Patronat nad książką: Wszystko, czego pragniemy
Patronat nad książką Marybeth Mayhew Whalen
Marybeth Mayhew Whalen debiutuje na polskim rynku wyjątkową książką: Wszystko, czego pragniemy. Ta historia to opowieść o małomiasteczkowej społeczności, która w obliczu tragicznego wydarzenia nie jest w stanie dłużej utrzymać w cieniu swoich własnych, ponurych sekretów. Wychodzą na jaw skrywane od lat tajemnice, a losy kilku osób splatają się w niezwykłym tańcu pomówień, kłamstw i przypuszczeń. Sprawdźcie, kim są bohaterowie tej książki i dlaczego wkrótce będzie o niej naprawdę głośno!
Patronat nad książką o ludzkich słabościach
Marybeth Mayhew Whalen w swojej książce Wszystko, czego pragniemy idealnie przedstawiła klimat małej, zamkniętej społeczności zamieszkującej Jaworową Dolinę, położoną w Północnej Karolinie w USA. Autorka stworzyła niezwykły obraz kilku rodzin i różnych postaci, które wzajemnie na siebie oddziałują. Okazuje się, że w tak małej społeczności niczego nie da się ukryć za małym, białym płotkiem a każdy jest w jakiś sposób ze sobą powiązany, nawet kiedy na wiele lat opuszcza miasteczko.
Książka przedstawia wydarzenia z perspektywy wielu bohaterów i tak naprawdę trudno będzie nam ocenić, kto gra tutaj główne skrzypce. Być może wielu z Was uzna, że Cailey, ponieważ autorka ukazuje perspektywę tej bohaterki w narracji pierwszoosobowej.
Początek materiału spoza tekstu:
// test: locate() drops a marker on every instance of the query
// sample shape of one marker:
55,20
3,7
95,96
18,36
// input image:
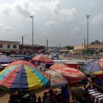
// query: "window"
1,46
8,46
14,46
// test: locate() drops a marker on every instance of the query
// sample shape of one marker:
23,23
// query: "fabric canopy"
6,59
56,79
42,58
94,66
22,75
71,74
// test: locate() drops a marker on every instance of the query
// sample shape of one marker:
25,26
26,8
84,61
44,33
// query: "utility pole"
84,43
87,16
22,43
32,17
47,45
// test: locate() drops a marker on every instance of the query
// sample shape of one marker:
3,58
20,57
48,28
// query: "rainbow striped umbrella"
22,75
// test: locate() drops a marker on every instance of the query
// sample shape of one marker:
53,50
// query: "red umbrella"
42,58
71,74
58,66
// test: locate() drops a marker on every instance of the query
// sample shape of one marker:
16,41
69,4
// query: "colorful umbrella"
94,66
56,79
22,75
71,74
6,59
42,58
58,66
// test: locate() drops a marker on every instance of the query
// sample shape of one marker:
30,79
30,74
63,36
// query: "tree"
69,47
Patronat nad książką napisaną z perspektywy kilku bohaterów
Mamy tutaj małą społeczność z Północnej Karoliny, która pozornie żyje w pewnej równowadze. Każdy ma swoje sekrety, marzenia i żyje w cieniu jakiegoś rodzinnego dramatu. Jednak pewnego dnia wypadek w basenie, w wyniku którego o mały włos nie ginie dziecko, otwiera puszkę z przysłowiową „pandorą”. Moc wielu nawarstwiających się zdarzeń ujawnia nie tylko sekrety poszczególnych mieszkańców miasteczka, ale także uświadamia obserwatorom, że tak naprawdę trudno jest wiedzieć o kimś coś pewnego, nawet o tych ludziach, których znamy całe życie.
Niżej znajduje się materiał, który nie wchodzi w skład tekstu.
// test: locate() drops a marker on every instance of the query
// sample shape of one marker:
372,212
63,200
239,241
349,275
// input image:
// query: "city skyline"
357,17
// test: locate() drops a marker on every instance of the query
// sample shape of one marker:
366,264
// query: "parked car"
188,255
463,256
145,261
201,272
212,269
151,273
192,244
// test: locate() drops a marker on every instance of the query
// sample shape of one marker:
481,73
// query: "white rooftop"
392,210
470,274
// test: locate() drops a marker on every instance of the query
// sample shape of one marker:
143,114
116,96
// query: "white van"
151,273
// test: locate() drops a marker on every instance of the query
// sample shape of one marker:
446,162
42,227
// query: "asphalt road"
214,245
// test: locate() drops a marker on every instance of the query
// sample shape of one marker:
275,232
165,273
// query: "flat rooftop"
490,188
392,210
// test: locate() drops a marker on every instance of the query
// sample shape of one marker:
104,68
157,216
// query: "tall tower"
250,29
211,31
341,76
Przedstawienie akcji z perspektywy kilku osób daje swoiste prawo głosu każdemu bohaterowi tej wielowątkowej opowieści. To zabieg niezwykle ciekawy i angażujący. Dowiadujemy się, że każdy z mieszkańców jest częścią większej całości i każdy jakoś od siebie współzależy.
Jak pajęcza sieć
Poznamy tu losy kilku postaci: jedna z bohaterek wróci po latach do swojego rodzinnego miasteczka, żeby zagoić rany po nieudanym małżeństwie. Jeszcze inny z bohaterów będzie musiał na co dzień zmagać się z trudami samotnego rodzicielstwa, a jeszcze ktoś będzie próbował ukryć ponure cienie swojej przeszłości przed własną rodziną, aby pozwolić jej dorastać w spokoju.
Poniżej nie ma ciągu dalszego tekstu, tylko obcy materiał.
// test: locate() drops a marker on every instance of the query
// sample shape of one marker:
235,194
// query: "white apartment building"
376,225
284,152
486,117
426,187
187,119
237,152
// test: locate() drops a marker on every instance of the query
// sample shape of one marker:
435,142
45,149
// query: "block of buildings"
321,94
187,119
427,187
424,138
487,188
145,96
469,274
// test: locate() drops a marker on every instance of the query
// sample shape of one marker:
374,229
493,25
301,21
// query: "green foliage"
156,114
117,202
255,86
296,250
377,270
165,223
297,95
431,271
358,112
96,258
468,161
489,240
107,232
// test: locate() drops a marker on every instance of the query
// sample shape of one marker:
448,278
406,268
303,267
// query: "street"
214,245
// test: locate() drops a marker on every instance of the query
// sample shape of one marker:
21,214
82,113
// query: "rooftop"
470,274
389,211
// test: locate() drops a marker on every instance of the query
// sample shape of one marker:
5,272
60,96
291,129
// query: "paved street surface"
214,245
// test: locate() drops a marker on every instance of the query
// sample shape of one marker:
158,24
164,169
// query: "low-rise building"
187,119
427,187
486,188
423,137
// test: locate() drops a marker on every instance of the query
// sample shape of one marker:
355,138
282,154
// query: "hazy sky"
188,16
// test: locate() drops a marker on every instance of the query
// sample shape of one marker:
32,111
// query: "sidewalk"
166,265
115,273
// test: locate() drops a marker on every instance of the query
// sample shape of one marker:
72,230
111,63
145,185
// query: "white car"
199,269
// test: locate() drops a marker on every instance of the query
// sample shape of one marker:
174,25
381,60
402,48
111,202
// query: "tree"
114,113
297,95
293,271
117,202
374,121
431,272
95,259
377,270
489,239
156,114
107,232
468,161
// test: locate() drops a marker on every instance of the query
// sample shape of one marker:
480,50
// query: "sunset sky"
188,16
“Były rzeczy, które chciała, aby okazały się prawdą i takie, które naprawdę nią były. Jednak zaczynała w końcu rozumieć, że nie mają one ze sobą wiele wspólnego.”
Każdy członek społeczności ma swoją własną historię do opowiedzenia. Na końcu tej czasami ponurej, czasami zabawnej a czasami wręcz sensacyjnej opowieści pojawią się pytania: jak poszczególni mieszkańcy poradzą sobie w nowej sytuacji, czy w ich sercu znajdzie się miejsce na wybaczenie i czy będzie cenniejsze od prawdy?